Assembly type FRP (fiber reinforced plastic) sandwich concrete chimney structure and prevention and control emergency method thereof

The technical field is as follows:

the invention relates to a building structure chimney, in particular to an assembled FRP (fiber reinforced plastic) sandwich concrete chimney structure and a prevention and control emergency method thereof.

Secondly, background art:

with the rapid development of the modern society industry, the demand of high-rise structures, namely chimneys, for discharging high-temperature flue gas of industrial and civil kilns is increasing. The chimney mainly comprises a brick chimney, a reinforced concrete chimney and a steel chimney. The brick chimney is mainly suitable for the design with the height not more than 60 meters, has lower strength and poorer earthquake resistance, and is generally common in the chimneys of the earth stoves in rural areas of China and the earth stoves in northern China. The reinforced concrete chimney overcomes the defect that the strength of the brick chimney is low, but the construction difficulty is high, and serious vertical cracks generally appear. The steel chimney is light and high in strength, but the steel consumption is large, the maintenance cost is high, the maintenance is complex, and the stable sealing performance is poor. Brick chimney, reinforced concrete chimney, steel chimney can't realize the aversion of chimney and install again, are unfavorable for the reuse of structure, and their blasting demolishs comparatively serious to environmental pollution simultaneously, can't satisfy the demand in the aspect of the industry gradually.

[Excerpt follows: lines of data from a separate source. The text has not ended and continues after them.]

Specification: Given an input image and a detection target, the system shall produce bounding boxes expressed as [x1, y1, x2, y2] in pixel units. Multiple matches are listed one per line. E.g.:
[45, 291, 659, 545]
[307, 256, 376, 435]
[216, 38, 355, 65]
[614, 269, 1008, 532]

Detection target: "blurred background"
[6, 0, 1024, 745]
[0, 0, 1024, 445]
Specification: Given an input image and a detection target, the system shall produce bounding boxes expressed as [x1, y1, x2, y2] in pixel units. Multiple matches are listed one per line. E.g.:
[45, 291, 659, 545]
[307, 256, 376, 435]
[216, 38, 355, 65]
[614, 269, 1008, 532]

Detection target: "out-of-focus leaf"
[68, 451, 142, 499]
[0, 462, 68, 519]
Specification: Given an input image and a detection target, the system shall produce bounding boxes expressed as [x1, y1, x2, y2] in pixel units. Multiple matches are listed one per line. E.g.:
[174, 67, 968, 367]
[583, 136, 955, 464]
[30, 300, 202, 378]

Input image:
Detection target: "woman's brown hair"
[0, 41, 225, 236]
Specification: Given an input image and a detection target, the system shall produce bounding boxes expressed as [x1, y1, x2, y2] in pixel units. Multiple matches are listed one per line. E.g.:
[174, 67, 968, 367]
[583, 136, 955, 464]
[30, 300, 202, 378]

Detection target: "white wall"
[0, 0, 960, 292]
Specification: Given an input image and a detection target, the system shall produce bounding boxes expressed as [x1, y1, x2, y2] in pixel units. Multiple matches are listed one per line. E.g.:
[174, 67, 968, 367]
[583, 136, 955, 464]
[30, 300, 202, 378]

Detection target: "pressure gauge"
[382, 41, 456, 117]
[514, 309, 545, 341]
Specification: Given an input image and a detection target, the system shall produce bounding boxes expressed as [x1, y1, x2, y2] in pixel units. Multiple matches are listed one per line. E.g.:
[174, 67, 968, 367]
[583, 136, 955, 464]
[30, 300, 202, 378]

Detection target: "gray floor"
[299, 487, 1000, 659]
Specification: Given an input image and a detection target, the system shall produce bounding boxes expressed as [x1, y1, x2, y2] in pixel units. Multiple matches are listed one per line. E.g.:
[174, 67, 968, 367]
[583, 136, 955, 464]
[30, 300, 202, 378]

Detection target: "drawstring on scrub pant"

Thirdly, the invention content:

the invention aims to provide an assembled FRP (fiber reinforced plastic) sandwich concrete chimney structure, which is used for solving the problems that the existing common chimney cannot be displaced and installed again and is not beneficial to structural recycling, solving the problem that the existing chimney deforms too much under the action of strong wind or earthquake, effectively shortening the construction period and greatly reducing the construction cost; the second purpose of the invention is to provide a prevention and control emergency method for the ultrahigh assembly type FRP sandwich concrete combined chimney.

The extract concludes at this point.